Griffin was frantic.

I slid my knife back into its sheath and hefted the pack over one arm.

“Are you going to tell us what that was about, Jack?” Ben said.

Griffin grabbed Ben’s arm and pulled him around. “Listen! There must be five thousand of them out there. Hunters. It’s a fucking massacre. There’s so many, the whole sky’s red from their marks.”

I looked at Griffin. It finally began sinking in; what was going on outside. For a moment, it was like the only thing that mattered in my entire universe was trying to make Quinn Cahill pay me back for what he did.

Quinn looked up from the floor. He was a mess.

For all the posing and strutting he’d done since I met him, what I saw now was a pathetic little boy, sobbing like someone stole his birthday present from him and pissed on his cake.

Ben held Quinn’s gun carefully, like he wasn’t sure whether or not he was supposed to give it back.

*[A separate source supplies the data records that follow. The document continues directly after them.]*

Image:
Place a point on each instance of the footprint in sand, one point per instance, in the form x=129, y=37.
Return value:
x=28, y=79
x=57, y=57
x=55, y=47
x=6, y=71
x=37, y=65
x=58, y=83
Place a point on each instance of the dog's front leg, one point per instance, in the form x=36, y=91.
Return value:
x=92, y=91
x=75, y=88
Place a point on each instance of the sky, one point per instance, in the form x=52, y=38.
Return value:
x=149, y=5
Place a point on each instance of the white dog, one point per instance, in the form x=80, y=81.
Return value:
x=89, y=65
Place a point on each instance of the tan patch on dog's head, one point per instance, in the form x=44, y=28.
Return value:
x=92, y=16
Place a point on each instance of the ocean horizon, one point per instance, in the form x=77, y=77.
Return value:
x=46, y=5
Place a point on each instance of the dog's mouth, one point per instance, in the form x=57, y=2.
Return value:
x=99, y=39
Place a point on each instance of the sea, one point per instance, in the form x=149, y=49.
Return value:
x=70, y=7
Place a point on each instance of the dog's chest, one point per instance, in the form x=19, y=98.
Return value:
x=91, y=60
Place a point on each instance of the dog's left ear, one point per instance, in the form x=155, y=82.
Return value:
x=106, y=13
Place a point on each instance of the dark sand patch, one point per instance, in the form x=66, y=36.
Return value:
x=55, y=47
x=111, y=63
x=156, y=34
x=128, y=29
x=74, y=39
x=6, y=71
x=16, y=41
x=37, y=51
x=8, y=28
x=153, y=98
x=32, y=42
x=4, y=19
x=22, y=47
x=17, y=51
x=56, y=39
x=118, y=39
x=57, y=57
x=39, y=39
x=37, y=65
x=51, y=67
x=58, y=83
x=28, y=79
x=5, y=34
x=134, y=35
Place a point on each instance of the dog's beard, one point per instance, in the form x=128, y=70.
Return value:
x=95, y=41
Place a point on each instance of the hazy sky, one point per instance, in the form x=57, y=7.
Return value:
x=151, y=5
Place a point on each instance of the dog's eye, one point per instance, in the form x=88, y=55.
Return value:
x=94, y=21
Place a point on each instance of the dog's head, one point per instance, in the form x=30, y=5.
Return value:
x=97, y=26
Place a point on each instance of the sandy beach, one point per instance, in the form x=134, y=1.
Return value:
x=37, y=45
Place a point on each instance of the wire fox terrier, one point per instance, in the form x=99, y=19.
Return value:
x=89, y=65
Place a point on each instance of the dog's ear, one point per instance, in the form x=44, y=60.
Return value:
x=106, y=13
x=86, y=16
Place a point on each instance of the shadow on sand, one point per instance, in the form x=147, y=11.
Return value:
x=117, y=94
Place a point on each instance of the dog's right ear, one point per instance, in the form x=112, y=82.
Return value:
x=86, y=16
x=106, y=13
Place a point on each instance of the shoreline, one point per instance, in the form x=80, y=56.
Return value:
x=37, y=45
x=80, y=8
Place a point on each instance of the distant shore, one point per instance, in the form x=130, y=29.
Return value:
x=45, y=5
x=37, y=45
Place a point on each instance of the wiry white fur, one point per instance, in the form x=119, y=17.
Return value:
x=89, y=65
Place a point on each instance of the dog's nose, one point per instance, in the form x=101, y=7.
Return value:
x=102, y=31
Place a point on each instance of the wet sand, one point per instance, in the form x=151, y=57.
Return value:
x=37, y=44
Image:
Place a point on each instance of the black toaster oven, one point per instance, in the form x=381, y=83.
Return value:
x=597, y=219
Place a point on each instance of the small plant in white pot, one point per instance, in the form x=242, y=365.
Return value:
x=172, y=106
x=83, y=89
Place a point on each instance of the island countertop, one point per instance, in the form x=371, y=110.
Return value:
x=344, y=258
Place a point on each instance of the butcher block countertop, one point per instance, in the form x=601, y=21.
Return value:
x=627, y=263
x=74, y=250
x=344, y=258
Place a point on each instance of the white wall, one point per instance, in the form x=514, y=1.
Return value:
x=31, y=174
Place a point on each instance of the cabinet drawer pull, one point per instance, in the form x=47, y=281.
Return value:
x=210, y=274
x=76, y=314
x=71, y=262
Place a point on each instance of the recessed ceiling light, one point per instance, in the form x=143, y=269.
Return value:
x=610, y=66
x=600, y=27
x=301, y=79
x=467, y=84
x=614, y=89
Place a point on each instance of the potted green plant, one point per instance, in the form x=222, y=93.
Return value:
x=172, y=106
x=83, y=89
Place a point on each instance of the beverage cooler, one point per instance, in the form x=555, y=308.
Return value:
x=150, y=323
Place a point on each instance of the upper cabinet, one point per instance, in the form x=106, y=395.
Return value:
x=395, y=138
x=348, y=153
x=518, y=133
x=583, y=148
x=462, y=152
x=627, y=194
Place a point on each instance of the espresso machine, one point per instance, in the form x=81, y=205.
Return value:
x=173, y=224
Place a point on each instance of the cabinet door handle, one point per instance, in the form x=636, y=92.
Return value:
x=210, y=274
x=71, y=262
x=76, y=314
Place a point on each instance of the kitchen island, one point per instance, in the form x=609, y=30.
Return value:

I shook my head at him, and he understood.

“We’re going down the pole, to the garage,” I said. “There’s a way out.”

Quinn snorted, inhaling a big blob of snot and blood. He coughed and spit a red, puck-shaped wad of jelly onto the floor. “You have to take me with you.”

I started back toward the circle where the slide pole dropped down to the garage.

“Fuck you, Quinn,” I said.

Griffin picked up the pack and his brother’s rebar lance. Ben followed behind, holding Quinn’s speargun like he knew how to use it.

“Billy!” Quinn pleaded.

I had one hand on the slide pole.

“You boys’ll all die down there. Trust me on that. There’s things down there. You need me.”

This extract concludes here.